Spiky eigenfunctions
From our first encounters with partial differential equations and
Fourier analysis, we encounter eigenfunctions of elliptic operators
which are oscillatory and global: sines, cosines, Bessel functions,
and so forth. But when the coefficients of the PDE are not smooth
but disordered, an entirely different sort of eigenfunction appears:
spiky and highly localized. Such localization is highly relevant in
physical applications, especially in quantum mechanics. A large body
of mathematics has been developed to explain it, but many aspects of
localization remain mysterious. In particular, most known results
are probabilistic, providing statistical information for a class or
operators with random coefficients, but not information specific to
a particular realization of such an operator. We will describe a new
and very different perspective on localization. The new viewpoint is
deterministic, enabling us, for the first time, to deduce the localized
spectrum of a disordered operator without actually calculating its
eigenfunctions and eigenvalues. This approach holds out the promise
of harnessing disorder to create devices and materials with new and
desired properties.
Fractional Swift-Hohenberg Equation and Its Application to Modelling of Crystals
Recent years have seen a surge of interest in fractional partial differential equations driven, in part, by the
desire to develop models that are able to more accurately model systems which exhibit behaviour including
sub-and super-diffusion. In the current work, we shall discuss a fractional version of the Swift-Hohenberg
equation. The Swift-Hohenberg equation is a non-linear parabolic PDE which is known to have solutions
display pattern formation, and which has been used in the physics literature to develop macroscopic models
for crystals known as "phase field crystals." We consider a fractional version of the Swift-Hohenberg
equation (FSHE) which gives a non-linear fractional parabolic problem. In particular, we show that FSHE
is well-posed and admits a unique solution; develop a Fourier-Galerkin scheme and obtain error estimates;
analyse pattern formation properties and discuss the use of FSHE to develop fractional phase
field crystal models. This is joint work with Zhiping Mao (Brown University).
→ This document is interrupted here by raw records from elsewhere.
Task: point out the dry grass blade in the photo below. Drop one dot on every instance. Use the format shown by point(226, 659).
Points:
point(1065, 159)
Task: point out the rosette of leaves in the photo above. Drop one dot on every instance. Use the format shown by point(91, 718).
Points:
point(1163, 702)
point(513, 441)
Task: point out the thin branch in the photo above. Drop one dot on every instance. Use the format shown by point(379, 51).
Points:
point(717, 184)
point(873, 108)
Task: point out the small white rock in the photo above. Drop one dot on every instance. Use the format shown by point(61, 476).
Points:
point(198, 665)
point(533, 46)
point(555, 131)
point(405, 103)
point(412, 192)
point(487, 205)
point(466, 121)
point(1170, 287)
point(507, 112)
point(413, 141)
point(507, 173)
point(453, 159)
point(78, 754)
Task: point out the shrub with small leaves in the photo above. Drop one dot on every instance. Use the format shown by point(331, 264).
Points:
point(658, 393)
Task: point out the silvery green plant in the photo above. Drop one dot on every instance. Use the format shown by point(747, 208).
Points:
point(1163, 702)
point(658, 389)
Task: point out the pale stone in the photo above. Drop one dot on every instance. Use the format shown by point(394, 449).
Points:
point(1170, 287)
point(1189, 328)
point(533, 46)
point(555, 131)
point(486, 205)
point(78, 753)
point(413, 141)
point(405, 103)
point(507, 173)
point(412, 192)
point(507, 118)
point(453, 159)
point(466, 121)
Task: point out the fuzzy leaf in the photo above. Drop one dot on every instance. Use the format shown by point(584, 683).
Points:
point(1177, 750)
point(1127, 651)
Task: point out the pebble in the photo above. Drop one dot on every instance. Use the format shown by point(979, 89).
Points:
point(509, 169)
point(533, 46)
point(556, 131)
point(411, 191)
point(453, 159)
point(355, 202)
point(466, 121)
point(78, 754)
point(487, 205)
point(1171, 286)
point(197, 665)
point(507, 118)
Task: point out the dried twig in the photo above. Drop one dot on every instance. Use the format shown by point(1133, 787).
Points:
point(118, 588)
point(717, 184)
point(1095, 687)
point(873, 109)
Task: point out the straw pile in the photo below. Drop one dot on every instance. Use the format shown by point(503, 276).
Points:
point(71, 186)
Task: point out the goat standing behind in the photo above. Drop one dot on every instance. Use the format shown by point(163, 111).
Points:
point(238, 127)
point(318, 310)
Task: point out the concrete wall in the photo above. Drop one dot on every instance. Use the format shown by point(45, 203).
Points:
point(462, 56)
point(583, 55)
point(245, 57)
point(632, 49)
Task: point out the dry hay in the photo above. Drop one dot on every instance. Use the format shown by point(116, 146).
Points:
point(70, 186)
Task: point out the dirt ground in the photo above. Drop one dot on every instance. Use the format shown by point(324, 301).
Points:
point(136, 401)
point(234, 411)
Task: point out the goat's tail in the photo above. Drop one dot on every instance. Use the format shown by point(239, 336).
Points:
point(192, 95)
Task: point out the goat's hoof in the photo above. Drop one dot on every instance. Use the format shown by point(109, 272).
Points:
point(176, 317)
The Advantages of Sampling with Integration Lattices
Ian Sloan has been a key developer and proponent of integration lattices for numerical
computation. His 1994 monograph has over 700 citations, and his more recent 2013 Acta Numerica
article has over 200 citations. This talk highlights how well-chosen integration lattices can speed
up numerical multidimensional integration in contrast to tensor product rules and simple Monte
Carlo. It also describes recent work sampling with integration lattices when performing Bayesian
cubature, where the integrand is assumed to be an instance of a Gaussian random process.
The combination technique for high dimensional approximation
Ian Sloan has made substantial contributions to high dimensional quadrature
and approximation which include the establishment of quasi Monte Carlo Methods,
and results about the ANOVA decomposition of functions. Combining ideas from
algebra and analysis he and his collaborators have been able to control the
curse of dimensionality to a large extent. He has actively nurtured Australian
research in high-dimensional computing, and the development of
sparse grid approximation. Sparse grids have been used for the solution
of differential equations and recently in uncertainty quantification and
fault-tolerant algorithms. In my presentation I will review some of the
development of the sparse grid combination technique and its foundations in
algebra, extrapolation and ANOVA decompositions.
Ian Sloan and Tractability
I will try to summarize over 25 years of our collaboration and friendship with Ian Sloan. Most of our papers deal with tractability of multivariate
problems such as multivariate integration and approximation. I will cite
the results of our first and last paper.